Obgleich Nicholson und Kurosaki auf historischen Wiener Instrumenten der Beethoven-Zeit musizieren, erinnert mich ihre Interpretationshaltung doch stark an die atemberaubende, etwa 20 Jahre alte Aufnahme der Beethoven-Sonaten mit Martha Argerich und Gidon Kremer – vor allem das beiderseitige Einvernehmen bezüglich einer unbedingten Expressivität, die dem Hörer keine Ruhe gönnt. Um es ein wenig zu vereinfachen: Die technische Meisterschaft, Artikulation und Phrasierung, die Klarheit der Zeichnung, Wahl der Tempi sowie die Extreme und unerwartete Akzente nicht scheuende dynamische Gestaltung sind einfach bezwingend und stehen für mich außerhalb jeglicher Kritik. Ebenso die Klanglichkeit des verwendeten Instrumentariums, die das Voluminöse moderner Instrumente zu keiner Zeit vermissen lässt und die Grundlage für einen nicht nur sprechenden, sondern sprachmächtigen Vortrag ist, in dem jede einzelne Phrase einen wachen und höchst geschliffenen Dialog beider Künstler offenbart. Von dem rastlosen Beginn der Sonate op. 23 nimmt alles seinen unaufhaltsamen Lauf bis zu dem gestochen scharf modellierten Rondofinale der Frühlings-Sonate. Das meiner Meinung nach Besondere daran: Nichts an der Herangehensweise von Linda Nicholson und Hiro Kurosaki wirkt ausgetüftelt; die Interpreten scheinen sich von der Musik einfach davontragen zu lassen zu vollendeter Augenblickskunst wie zu einem weiten, großartig atmenden Spannungsbogen über beide Sonaten hinweg. Wie hellhörig sie die Register und Klangfarben ihrer Instrumente ausloten und einzusetzen wissen, zeigen nicht weniger die Wiedergaben der 12 Variationen WoO 40 über „Se vuol ballare“ aus Mozarts Figaro und die Sechs Deutschen Tänze WoO 42. Auch hier gilt: Ein entspanntes Zurücklehnen ist nicht möglich. Die Künstler können sich jederzeit der ungeteilten Aufmerksamkeit des Hörers sicher sein. Und das macht für mich neben allen bereits erwähnten Merkmalen eine wirklich große Interpretation aus.

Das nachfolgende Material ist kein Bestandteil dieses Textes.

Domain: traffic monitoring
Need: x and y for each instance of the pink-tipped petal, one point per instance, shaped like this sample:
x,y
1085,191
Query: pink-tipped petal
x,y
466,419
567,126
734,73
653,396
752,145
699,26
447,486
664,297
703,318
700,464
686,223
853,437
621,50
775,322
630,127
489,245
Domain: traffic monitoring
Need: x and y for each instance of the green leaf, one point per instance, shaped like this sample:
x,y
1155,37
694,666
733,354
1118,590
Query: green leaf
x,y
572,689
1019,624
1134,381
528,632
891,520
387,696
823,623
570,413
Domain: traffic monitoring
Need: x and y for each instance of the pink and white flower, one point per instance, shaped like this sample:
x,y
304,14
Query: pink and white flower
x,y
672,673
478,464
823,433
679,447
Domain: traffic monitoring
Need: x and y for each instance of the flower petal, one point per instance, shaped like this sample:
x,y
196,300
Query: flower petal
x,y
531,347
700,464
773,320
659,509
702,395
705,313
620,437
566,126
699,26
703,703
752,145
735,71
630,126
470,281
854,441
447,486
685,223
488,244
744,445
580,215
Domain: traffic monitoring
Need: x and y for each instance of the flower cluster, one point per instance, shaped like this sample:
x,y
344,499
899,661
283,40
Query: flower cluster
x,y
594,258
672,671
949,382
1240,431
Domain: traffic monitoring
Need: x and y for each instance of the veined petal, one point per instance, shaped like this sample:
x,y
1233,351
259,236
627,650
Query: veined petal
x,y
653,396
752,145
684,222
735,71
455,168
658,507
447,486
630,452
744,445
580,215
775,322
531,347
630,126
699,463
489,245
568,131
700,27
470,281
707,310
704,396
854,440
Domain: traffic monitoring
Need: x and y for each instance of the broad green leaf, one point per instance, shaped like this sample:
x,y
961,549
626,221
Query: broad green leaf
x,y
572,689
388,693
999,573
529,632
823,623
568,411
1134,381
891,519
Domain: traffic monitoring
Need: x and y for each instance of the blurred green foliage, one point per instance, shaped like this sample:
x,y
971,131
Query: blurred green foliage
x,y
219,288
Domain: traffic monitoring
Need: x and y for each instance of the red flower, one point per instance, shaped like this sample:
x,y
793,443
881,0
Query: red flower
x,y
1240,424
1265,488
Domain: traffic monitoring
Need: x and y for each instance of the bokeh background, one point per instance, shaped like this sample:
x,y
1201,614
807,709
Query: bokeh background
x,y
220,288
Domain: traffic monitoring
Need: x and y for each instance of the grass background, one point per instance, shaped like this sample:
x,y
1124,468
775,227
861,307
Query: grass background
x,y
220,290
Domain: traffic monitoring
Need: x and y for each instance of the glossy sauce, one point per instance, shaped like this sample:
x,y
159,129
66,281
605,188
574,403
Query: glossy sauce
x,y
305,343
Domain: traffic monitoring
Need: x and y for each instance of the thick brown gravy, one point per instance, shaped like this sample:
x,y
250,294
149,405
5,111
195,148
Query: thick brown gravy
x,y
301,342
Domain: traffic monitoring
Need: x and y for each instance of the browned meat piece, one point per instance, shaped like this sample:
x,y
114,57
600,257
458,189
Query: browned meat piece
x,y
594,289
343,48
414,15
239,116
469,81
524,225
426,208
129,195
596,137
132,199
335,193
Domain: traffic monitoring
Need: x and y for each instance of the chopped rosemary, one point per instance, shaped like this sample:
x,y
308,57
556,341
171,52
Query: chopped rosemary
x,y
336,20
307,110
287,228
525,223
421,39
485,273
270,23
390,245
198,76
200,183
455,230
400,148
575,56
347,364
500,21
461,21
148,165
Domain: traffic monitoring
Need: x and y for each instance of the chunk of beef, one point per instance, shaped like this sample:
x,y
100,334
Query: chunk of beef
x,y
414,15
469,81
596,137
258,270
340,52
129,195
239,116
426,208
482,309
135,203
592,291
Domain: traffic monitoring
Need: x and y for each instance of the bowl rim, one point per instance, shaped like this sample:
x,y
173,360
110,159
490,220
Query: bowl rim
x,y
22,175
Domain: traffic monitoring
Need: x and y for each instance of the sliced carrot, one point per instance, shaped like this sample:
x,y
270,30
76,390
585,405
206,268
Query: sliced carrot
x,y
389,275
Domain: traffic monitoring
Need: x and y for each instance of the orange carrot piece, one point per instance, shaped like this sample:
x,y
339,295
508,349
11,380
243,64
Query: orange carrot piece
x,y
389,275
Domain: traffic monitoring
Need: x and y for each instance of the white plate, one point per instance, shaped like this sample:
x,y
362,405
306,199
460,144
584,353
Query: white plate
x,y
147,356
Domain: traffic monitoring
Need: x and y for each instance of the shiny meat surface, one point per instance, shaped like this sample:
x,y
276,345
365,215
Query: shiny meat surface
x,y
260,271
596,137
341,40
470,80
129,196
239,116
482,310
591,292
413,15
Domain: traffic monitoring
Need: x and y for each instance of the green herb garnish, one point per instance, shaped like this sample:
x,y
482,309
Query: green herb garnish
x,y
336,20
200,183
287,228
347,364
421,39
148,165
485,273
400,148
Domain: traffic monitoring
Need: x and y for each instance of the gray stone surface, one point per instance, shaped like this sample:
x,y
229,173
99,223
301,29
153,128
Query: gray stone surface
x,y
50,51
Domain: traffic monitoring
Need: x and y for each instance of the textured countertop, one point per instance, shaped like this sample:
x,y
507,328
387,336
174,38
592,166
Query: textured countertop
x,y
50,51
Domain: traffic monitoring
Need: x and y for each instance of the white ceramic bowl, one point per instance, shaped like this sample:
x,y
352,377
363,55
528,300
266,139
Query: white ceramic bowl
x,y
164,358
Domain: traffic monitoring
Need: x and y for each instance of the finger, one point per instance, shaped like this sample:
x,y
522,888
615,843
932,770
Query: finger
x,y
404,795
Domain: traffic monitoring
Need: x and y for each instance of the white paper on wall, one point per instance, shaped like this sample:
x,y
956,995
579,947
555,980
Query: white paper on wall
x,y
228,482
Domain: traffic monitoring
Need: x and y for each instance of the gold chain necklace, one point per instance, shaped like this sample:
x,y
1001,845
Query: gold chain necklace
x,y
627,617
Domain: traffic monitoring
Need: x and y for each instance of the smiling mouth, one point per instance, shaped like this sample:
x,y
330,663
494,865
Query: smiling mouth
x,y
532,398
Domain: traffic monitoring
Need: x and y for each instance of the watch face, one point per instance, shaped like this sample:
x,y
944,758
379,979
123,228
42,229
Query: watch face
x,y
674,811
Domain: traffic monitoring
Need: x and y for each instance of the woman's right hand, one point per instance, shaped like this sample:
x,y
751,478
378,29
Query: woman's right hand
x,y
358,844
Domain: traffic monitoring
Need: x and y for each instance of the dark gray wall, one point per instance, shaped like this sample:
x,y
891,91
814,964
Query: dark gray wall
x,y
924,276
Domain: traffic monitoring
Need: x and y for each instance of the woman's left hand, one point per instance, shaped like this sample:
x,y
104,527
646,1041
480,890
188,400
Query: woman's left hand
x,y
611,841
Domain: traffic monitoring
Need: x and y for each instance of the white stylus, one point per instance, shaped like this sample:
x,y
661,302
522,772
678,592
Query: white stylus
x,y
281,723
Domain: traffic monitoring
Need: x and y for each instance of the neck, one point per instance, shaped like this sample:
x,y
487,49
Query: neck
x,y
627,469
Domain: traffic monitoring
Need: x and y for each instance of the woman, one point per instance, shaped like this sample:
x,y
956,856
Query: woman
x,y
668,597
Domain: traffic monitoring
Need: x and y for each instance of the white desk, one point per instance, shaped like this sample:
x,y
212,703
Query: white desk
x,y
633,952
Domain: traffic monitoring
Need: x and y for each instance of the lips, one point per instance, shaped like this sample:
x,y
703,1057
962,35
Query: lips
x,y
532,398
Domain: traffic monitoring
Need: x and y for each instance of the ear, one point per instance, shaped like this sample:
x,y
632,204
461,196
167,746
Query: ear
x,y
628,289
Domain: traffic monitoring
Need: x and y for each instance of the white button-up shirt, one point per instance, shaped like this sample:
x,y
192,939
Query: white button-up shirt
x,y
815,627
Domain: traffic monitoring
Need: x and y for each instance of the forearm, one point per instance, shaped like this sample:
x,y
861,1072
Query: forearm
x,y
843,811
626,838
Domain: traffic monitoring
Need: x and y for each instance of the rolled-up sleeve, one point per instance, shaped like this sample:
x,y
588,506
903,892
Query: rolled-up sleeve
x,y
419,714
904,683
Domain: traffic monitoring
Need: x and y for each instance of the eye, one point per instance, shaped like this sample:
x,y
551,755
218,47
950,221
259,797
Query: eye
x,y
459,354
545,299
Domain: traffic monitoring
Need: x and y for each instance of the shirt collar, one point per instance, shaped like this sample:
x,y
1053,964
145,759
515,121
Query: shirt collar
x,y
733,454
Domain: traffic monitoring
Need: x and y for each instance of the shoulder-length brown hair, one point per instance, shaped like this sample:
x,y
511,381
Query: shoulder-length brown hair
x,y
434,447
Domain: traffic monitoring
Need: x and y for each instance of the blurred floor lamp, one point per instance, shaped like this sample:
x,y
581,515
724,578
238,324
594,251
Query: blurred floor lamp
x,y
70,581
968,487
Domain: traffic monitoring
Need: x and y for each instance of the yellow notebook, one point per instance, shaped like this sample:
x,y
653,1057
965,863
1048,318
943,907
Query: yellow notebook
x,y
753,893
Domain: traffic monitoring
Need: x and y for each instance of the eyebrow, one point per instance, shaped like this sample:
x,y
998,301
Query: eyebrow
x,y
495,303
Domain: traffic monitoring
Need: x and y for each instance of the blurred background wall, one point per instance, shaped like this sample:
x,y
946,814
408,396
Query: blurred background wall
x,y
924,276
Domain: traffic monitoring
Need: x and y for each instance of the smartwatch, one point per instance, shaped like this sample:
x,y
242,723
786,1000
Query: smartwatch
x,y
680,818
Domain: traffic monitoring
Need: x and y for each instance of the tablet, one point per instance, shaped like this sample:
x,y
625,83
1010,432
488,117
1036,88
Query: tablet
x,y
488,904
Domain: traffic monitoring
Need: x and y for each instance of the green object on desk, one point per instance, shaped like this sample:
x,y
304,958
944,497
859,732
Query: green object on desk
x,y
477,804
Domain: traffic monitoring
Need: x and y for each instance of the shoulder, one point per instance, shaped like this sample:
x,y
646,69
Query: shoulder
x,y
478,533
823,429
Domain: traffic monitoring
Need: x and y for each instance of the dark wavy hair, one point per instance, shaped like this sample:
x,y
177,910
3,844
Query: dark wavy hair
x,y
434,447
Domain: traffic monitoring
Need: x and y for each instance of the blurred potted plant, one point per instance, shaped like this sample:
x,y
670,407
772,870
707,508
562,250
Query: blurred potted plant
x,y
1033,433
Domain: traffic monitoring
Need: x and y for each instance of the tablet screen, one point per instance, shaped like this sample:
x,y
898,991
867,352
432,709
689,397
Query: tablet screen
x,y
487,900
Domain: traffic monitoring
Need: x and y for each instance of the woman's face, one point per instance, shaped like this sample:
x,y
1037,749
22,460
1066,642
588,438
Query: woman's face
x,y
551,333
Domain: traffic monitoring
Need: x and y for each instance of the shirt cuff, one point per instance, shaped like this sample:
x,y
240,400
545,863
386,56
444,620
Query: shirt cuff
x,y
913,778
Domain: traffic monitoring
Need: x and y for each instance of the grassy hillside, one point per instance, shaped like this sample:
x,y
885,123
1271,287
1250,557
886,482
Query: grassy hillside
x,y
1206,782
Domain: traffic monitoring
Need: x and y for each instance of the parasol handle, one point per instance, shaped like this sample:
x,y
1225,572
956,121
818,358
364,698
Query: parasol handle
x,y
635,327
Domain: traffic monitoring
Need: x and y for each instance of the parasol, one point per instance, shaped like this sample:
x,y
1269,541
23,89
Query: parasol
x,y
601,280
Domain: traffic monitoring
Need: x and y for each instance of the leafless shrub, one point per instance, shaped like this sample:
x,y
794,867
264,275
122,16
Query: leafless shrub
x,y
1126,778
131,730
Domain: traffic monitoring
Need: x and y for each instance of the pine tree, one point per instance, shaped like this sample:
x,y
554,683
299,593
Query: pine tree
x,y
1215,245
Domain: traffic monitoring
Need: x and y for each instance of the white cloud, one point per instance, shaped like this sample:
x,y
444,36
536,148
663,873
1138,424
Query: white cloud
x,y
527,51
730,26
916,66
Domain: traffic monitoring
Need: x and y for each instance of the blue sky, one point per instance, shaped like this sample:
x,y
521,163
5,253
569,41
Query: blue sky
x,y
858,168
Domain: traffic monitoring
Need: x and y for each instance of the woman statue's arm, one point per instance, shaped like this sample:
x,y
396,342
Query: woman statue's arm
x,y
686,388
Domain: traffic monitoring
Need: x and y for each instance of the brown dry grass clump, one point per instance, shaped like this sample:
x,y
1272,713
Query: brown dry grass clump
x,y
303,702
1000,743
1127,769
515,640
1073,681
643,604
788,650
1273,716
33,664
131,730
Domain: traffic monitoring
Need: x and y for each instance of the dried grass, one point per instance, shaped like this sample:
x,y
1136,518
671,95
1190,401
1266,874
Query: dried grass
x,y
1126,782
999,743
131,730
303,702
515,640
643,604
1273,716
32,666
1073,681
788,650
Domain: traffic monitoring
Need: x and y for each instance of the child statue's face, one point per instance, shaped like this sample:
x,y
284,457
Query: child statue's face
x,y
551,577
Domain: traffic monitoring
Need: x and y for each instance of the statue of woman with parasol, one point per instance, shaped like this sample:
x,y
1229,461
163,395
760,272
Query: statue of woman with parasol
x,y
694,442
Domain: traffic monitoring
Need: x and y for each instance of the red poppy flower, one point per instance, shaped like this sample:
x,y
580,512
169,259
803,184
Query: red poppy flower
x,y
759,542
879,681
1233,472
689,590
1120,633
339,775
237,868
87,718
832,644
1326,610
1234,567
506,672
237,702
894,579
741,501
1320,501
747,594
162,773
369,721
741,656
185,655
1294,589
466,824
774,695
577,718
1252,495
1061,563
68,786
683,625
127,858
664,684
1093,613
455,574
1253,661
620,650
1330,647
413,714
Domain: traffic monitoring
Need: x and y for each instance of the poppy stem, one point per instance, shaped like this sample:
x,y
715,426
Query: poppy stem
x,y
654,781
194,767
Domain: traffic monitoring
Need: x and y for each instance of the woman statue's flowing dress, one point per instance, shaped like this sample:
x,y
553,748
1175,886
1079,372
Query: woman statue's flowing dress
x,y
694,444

Christof Jetzschke [30.12.2009]
Komponisten und Werke der Einspielung
Tr. | Komponist/Werk | hh:mm:ss |
---|---|---|
CD/SACD 1 | ||
Ludwig van Beethoven | ||
1 | Sonate Nr. 4 a-Moll op. 23 für Violine und Klavier | 00:21:24 |
4 | Sonate Nr. 5 F-Dur op. 24 für Violine und Klavier (Frühlingssonate) | 00:22:53 |
8 | Variationen über Se vuol ballare aus »Le nozze di Figaro« von W.A. Mozart WoO 40 | 00:11:13 |
9 | Six German Dances WoO 42 | 00:05:06 |
Interpreten der Einspielung
- Hiro Kurosaki (Violine)
- Linda Nicholson (Klavier)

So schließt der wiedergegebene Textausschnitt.